Chainwash: Multi-Step Rewriting Attacks on Diffusion Language Model Watermarks
Simple iterative rewrites by small open models can erase nearly all AI text watermarks.
A new paper from Ameen et al. demonstrates that statistical watermarks intended to verify AI-generated text can be easily defeated by chaining multiple rewrites — a technique they call Chainwash. The study focuses on diffusion language models (like LLaDA 8B Instruct), which generate tokens in arbitrary order, making traditional autoregressive watermarking schemes inapplicable. The existing watermark by Gloaguen et al. achieves >99% true positive detection on the original unmodified output. However, the researchers tested what happens when that watermarked text is rewritten not once but several times.

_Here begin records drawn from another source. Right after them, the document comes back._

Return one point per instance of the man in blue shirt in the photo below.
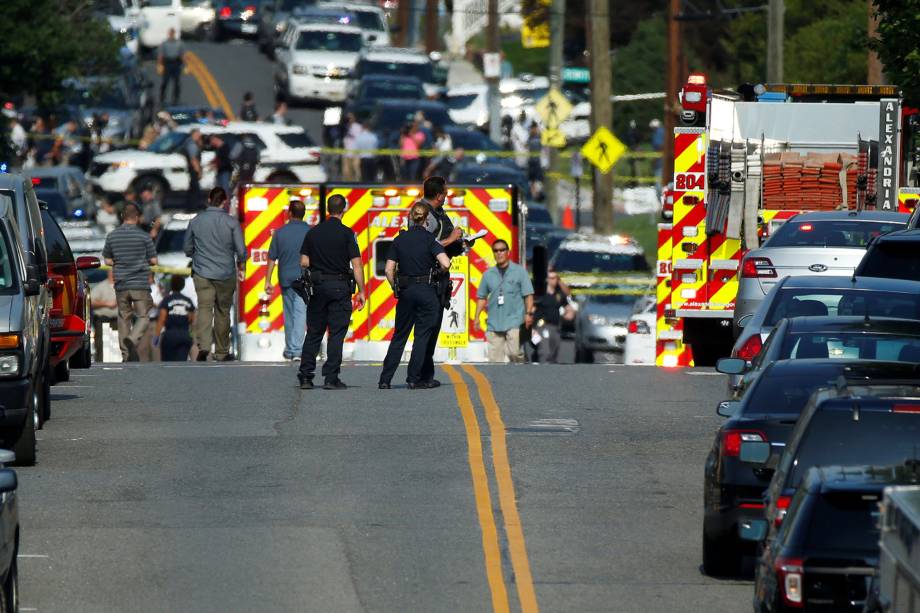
(284, 252)
(508, 293)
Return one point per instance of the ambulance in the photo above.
(376, 213)
(746, 162)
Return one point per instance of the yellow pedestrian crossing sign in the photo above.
(603, 149)
(553, 108)
(553, 138)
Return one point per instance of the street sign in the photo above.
(553, 138)
(491, 65)
(535, 27)
(576, 74)
(603, 149)
(553, 108)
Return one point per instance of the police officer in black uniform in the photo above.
(434, 193)
(420, 257)
(330, 252)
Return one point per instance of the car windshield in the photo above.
(370, 20)
(104, 95)
(852, 346)
(420, 70)
(57, 204)
(461, 101)
(170, 241)
(391, 89)
(167, 143)
(598, 261)
(7, 281)
(840, 302)
(329, 41)
(854, 234)
(393, 117)
(835, 438)
(844, 522)
(893, 260)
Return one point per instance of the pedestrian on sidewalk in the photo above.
(130, 252)
(284, 252)
(248, 111)
(214, 241)
(507, 294)
(175, 317)
(170, 62)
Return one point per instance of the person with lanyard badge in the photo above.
(419, 255)
(176, 315)
(333, 261)
(434, 193)
(507, 291)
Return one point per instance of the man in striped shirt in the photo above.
(130, 252)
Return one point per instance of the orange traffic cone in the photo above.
(568, 218)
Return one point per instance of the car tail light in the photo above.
(732, 439)
(752, 268)
(638, 327)
(751, 348)
(789, 577)
(782, 505)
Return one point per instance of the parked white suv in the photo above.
(316, 61)
(287, 155)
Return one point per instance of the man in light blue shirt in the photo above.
(507, 294)
(285, 251)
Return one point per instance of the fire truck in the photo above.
(744, 163)
(376, 213)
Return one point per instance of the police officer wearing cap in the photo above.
(330, 253)
(434, 193)
(420, 257)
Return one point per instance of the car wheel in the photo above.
(157, 185)
(45, 405)
(62, 372)
(24, 443)
(11, 588)
(721, 557)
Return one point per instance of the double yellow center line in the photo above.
(208, 84)
(513, 529)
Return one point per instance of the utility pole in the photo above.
(601, 107)
(556, 38)
(403, 10)
(672, 86)
(876, 74)
(494, 46)
(776, 10)
(431, 26)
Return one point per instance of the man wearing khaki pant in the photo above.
(214, 241)
(130, 252)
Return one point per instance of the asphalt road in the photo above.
(225, 488)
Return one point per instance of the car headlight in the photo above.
(9, 365)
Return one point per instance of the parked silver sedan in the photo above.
(825, 243)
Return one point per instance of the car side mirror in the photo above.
(754, 452)
(753, 530)
(732, 366)
(728, 408)
(87, 262)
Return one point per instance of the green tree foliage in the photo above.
(898, 44)
(47, 41)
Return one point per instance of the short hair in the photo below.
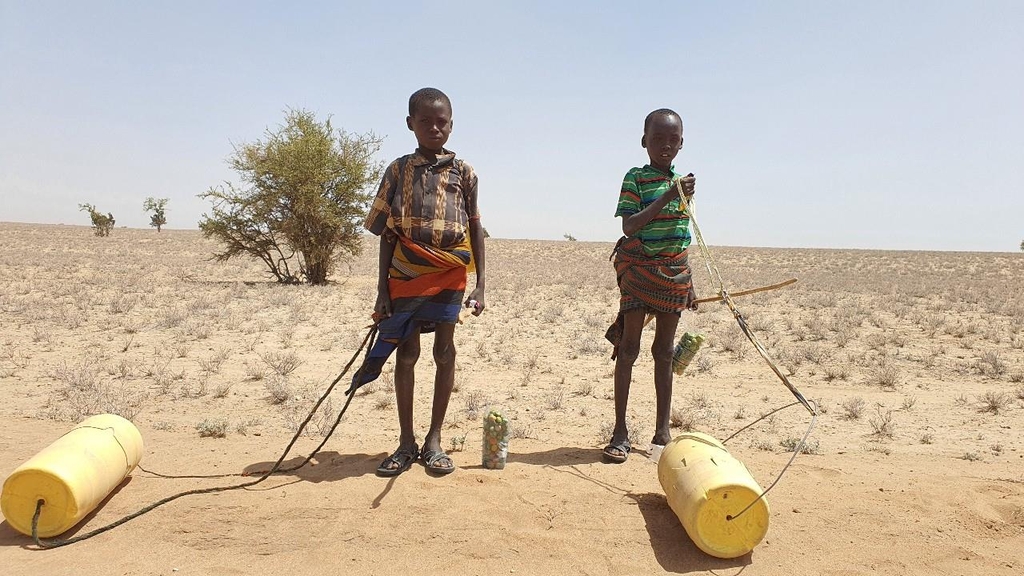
(426, 95)
(663, 112)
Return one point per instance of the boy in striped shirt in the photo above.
(652, 272)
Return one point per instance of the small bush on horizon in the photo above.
(101, 224)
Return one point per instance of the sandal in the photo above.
(616, 452)
(398, 461)
(433, 460)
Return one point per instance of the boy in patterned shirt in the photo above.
(652, 273)
(426, 214)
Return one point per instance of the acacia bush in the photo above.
(305, 191)
(158, 206)
(101, 224)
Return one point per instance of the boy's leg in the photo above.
(629, 351)
(404, 384)
(662, 350)
(443, 382)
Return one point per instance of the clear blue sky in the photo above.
(846, 124)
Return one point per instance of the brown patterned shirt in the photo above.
(430, 203)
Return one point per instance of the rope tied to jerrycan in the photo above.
(686, 206)
(275, 468)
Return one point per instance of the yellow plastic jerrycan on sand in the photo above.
(72, 476)
(707, 487)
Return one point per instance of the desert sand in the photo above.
(915, 465)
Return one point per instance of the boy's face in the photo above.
(663, 138)
(431, 123)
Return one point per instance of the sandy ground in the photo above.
(915, 464)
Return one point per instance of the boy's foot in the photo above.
(398, 461)
(436, 461)
(616, 452)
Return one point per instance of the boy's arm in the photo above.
(633, 222)
(383, 305)
(476, 239)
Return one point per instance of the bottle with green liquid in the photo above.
(686, 348)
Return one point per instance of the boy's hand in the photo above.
(475, 301)
(383, 305)
(688, 184)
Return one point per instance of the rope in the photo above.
(716, 276)
(275, 468)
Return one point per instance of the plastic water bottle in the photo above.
(496, 440)
(686, 348)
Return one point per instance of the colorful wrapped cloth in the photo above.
(649, 283)
(426, 284)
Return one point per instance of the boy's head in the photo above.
(430, 118)
(663, 136)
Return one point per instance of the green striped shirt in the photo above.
(668, 234)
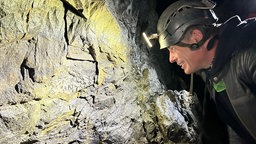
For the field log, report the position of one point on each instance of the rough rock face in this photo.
(76, 71)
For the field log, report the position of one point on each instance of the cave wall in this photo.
(76, 71)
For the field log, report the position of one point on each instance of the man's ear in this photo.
(197, 35)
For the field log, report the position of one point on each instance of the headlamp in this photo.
(148, 38)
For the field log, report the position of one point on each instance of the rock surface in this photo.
(76, 71)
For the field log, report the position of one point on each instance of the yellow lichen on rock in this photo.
(112, 52)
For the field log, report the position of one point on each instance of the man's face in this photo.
(189, 60)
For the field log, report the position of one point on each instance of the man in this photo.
(225, 56)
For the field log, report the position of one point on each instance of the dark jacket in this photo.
(233, 75)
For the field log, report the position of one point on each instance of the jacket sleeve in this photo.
(213, 130)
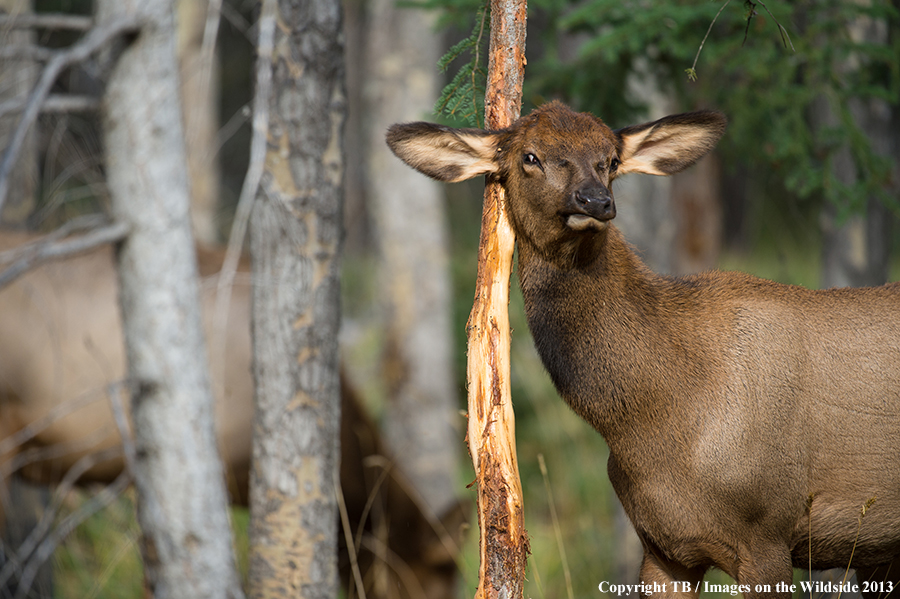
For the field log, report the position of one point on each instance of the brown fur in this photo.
(748, 422)
(61, 339)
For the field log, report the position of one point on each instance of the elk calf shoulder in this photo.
(748, 422)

They generated 1,605 watermarked completions (~300 tokens each) across five WaterBench domains, then used four small open-weight language models (1.5B to 8B parameters) with no knowledge of the watermark key to rewrite the texts in five different styles: paraphrase, humanize, simplify, academic, and summarize+expand. Each chain ran for up to five hops, producing a total of 160,500 rewritten texts. At the standard significance threshold, 87.9% of original watermarked outputs were detected. After a single rewrite, detection fell to between 14% and 41% depending on the model and style. After five chained rewrites, detection collapsed to just 4.86% — meaning 94.76% of originally flagged texts escaped detection. After three rewrites, the detector score had already dropped 86% of the way toward the null distribution. This scalability and simplicity make Chainwash a serious threat to current watermarking methods for diffusion LMs.
- Detection rate falls from 87.9% on original to 14–41% after just one rewrite, and to 4.86% after five chained rewrites.
- Attack tested across 4 open-weight models (1.5B–8B params), 5 rewrite styles, and 160,500 texts — consistent results across all.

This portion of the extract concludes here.